What Google’s May Core Update Is and When It Rolls Out
Google has started rolling out its May core update, as confirmed on the Search Status Dashboard and via Search Central’s social channels. The rollout began on Thursday at 11:43 AM ET and is expected to take up to two weeks to complete across all regions and languages. This is the second broad core update of 2026, following the March core update, which finished rolling out after 12 days. Google is describing the May release as a regular Google core update designed to better surface relevant, satisfying content from all types of sites. There is no companion blog post yet and no new guidance has been issued beyond existing core update advice. As with previous broad updates, this one refreshes some of Google’s core ranking systems and is global in scope, affecting traditional search results, Discover, featured snippets, and other search surfaces.

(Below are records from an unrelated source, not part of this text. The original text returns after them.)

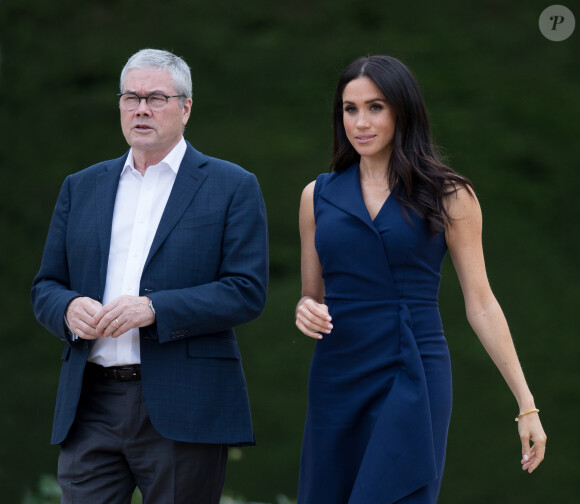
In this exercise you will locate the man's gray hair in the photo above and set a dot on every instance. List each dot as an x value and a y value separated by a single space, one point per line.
162 60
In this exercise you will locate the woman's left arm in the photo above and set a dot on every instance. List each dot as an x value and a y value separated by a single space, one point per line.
463 236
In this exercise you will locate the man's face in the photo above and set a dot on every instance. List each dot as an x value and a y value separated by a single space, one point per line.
153 132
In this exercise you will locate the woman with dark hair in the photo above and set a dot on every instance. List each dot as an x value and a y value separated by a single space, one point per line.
374 233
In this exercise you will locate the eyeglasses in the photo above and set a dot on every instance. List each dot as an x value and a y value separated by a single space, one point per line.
155 101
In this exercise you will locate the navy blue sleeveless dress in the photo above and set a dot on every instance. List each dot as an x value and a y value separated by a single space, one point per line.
379 392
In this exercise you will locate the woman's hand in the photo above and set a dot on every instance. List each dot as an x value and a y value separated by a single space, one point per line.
312 318
530 429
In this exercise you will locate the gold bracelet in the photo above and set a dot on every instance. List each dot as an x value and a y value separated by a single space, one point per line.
535 410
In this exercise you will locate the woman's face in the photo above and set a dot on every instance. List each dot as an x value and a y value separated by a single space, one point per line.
368 119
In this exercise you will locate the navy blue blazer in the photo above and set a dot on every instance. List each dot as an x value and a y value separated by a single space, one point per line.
206 273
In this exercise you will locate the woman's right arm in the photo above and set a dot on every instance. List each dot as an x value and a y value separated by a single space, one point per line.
312 316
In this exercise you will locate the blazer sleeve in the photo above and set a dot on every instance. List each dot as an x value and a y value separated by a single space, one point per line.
238 295
51 292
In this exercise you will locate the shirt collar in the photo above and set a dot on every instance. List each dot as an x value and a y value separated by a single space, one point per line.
172 160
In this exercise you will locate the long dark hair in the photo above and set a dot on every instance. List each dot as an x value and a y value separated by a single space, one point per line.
421 179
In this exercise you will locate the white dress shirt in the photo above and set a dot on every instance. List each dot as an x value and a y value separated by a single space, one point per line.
139 205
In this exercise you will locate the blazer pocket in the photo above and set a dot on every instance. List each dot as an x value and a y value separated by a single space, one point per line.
65 352
217 347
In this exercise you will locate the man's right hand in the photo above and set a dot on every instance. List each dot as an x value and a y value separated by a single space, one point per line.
79 314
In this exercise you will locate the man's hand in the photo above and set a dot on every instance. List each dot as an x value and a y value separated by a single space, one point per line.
121 315
79 316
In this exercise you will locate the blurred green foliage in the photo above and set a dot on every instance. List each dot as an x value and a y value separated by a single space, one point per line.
504 104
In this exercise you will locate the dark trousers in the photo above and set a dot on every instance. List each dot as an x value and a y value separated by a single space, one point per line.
112 448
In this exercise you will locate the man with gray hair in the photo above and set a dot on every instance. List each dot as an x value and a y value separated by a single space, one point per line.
150 262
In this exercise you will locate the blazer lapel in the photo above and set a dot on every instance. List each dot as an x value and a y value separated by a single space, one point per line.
187 182
344 192
106 187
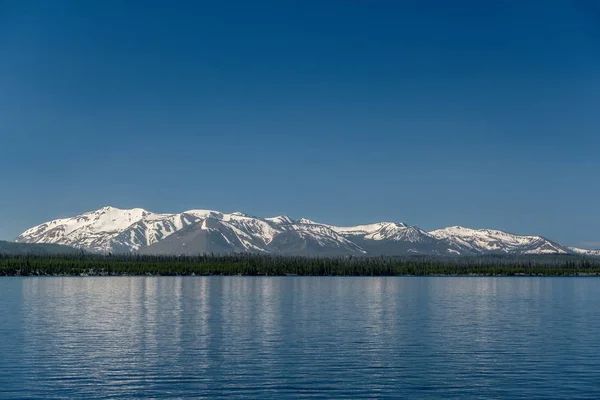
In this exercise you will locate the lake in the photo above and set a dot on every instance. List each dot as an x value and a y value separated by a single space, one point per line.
299 337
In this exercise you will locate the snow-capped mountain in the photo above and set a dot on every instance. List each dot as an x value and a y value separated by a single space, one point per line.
483 241
114 230
593 253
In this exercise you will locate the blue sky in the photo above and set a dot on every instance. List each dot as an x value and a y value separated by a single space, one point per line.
434 113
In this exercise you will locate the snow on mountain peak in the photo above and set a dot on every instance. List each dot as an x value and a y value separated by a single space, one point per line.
280 219
126 230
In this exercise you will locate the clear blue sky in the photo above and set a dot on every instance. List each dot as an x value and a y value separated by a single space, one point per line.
435 113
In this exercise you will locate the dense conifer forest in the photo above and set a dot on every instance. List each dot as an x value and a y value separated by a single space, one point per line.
269 265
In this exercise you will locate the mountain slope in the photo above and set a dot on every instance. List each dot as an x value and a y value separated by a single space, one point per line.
114 230
34 248
489 241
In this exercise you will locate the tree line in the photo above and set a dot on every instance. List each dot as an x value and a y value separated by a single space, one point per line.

Expected Search Ranking Changes and Who Is Most Affected
During the May 2026 update, site owners should anticipate noticeable search ranking changes as Google recalibrates how it evaluates relevance and satisfaction signals. Core updates aren’t penalties and don’t target specific niches; instead, they re-rank content across multiple categories based on updated systems. As a result, some pages will gain visibility while others lose positions, even if nothing changed on the site itself. Because this is a broad core update that looks at all types of content, impacts can be seen in news, e‑commerce, informational blogs, and local sites alike. Google has also confirmed that core updates influence Google Discover and features such as featured snippets, so traffic swings may appear outside traditional blue‑link rankings. Volatility tools and SEO tracking platforms are already registering elevated movement, but patterns will continue to evolve throughout the two‑week rollout window.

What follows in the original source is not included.